The sky outside is as clear and blue as Lake Annecy today. But I’m willing to weather the irony, and the disappointment of flying during the day (it’s a pity, really, when one could have been walking up and down Champs-Élysées till midnight), because the check-in at CDG is quick and painless; unlike our experience on the way in from Delhi to Nice via Paris. (Two PNR numbers for two separate legs of the journey had thrown the ground staff in Delhi into a tizzy when we asked to check the baggage right through to Nice.)
It helps that there are Ladurée macarons and window-shopping at Chanel, Dior, Hermès and Miu Miu to look forward to. But first I must make a stop at the new (about a year old) Air France lounge in 2E — a sprawling vision in white, only occasionally broken up by a life-like tree or by curved separators divvying up a space that could well have been the set for the new Star Trek Into Darkness. I grab some breakfast (the spread is almost as expansive as the lounge) and a bar stool to check my mail on one of the iPads placed at one end of the hall. But with time running out, soon I’m back outside to take a turn about the terminal.

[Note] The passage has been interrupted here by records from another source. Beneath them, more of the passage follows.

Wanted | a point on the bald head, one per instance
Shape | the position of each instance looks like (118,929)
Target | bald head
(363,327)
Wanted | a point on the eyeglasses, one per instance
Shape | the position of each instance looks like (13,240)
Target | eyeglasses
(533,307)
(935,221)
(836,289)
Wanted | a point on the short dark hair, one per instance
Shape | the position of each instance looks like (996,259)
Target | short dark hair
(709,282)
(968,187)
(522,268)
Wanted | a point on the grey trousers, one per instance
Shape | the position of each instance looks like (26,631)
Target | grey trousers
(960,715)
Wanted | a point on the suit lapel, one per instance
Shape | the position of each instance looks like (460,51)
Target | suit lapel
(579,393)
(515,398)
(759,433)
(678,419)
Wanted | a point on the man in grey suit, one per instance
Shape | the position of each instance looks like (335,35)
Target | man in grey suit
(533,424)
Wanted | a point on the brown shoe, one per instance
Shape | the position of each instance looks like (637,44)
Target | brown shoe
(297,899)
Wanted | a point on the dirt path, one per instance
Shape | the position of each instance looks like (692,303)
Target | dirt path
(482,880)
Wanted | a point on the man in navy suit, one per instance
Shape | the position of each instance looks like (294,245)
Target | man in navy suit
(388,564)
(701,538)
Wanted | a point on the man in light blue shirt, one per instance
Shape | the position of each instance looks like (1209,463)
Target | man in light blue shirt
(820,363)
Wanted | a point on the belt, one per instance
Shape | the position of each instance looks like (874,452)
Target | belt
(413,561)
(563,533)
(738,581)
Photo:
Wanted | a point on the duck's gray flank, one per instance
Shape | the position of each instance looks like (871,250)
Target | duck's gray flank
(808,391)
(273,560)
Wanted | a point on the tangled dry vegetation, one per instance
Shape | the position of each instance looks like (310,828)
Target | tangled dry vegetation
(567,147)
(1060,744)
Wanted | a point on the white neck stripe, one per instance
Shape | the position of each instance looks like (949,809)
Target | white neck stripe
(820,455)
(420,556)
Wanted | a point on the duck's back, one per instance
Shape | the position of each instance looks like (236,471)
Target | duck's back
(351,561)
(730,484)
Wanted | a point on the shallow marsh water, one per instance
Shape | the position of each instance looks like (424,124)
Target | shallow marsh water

Predictably, there’s enough to gawk at or buy, if you played a good hand at the Casino in Monte Carlo or won the French Lotto. For those less fortunate, there are other riches to explore, and for free. The Espace Musées — a self-contained but well laid out exhibition area where Rodin is holding court at the moment — is a great place to count your pre-boarding minutes, for instance; a space becoming of a city with over 150 museums to its name.